Best of the Best Volume 2: 20 Years of the Year's Best Short Science Fiction Novels
- First edition
- Editor: Gardner Dozois
- Language: English
- Series: The Year's Best Science Fiction
- Genre: Science fiction
- Publisher: St. Martin's Griffin
- Publication date: 2007
- Publication place: United States
- Media type: Print (Hardcover and Paperback)
- Pages: 642
- ISBN: 978-0-312-36341-3
- OCLC: 71173902
- Dewey Decimal: 813/.0876608 22
- LC Class: PS648.S3 B499 2007
- Preceded by: Best of the Best: 20 Years of the Year's Best Science Fiction

= Best of the Best Volume 2: 20 Years of the Year's Best Short Science Fiction Novels =

2007 anthology edited by Gardner Dozois

Best of the Best Volume 2: 20 Years of the Year's Best Short Science Fiction Novels (ISBN 978-0312363413) is a science fiction anthology edited by Gardner Dozois that was published in 2007. It is a special edition in The Year's Best Science Fiction series.

==Contents==

The book includes 13 novellas selected by Dozois from among prior annual editions of The Year's Best Science Fiction. Although it is billed as "20 years" of the year's best science fiction, it was actually edited after the 22nd edition of the series. It also includes a three-page preface by Dozois explaining that he set out to edit just one "Best of the Best" volume but found it impossible to do justice to such a task without adding a second volume, to focus on longer works that would have taken too much space away from the first "Best of the Best" installment. Out of 13 authors in the second volume, all but two (Pohl and Reynolds) were also included in the first volume. The stories are as follows.

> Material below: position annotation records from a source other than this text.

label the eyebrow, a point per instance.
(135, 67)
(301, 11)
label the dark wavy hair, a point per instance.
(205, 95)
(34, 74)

- Robert Silverberg: "Sailing to Byzantium"
- Walter Jon Williams: "Surfacing"
- Joe Haldeman: "The Hemingway Hoax"
- James Patrick Kelly: "Mr. Boy"
- Nancy Kress: "Beggars In Spain"
- Michael Swanwick: "Griffin's Egg"
- Frederik Pohl: "Outnumbering The Dead"
- Ursula K. Le Guin: "Forgiveness Day"
- Maureen F. McHugh: "The Cost To Be Wise"
- Greg Egan: "Oceanic"
- Ian McDonald: "Tendeléo's Story"
- Ian R. MacLeod: "New Light On The Drake Equation"
- Alastair Reynolds: "Turquoise Days"

== Development history ==

=== Publication history ===
The book was published by St. Martin's Press on February 8, 2007.

== Reception ==
Kirkus Reviews published a positive review that described the stories as being high-quality.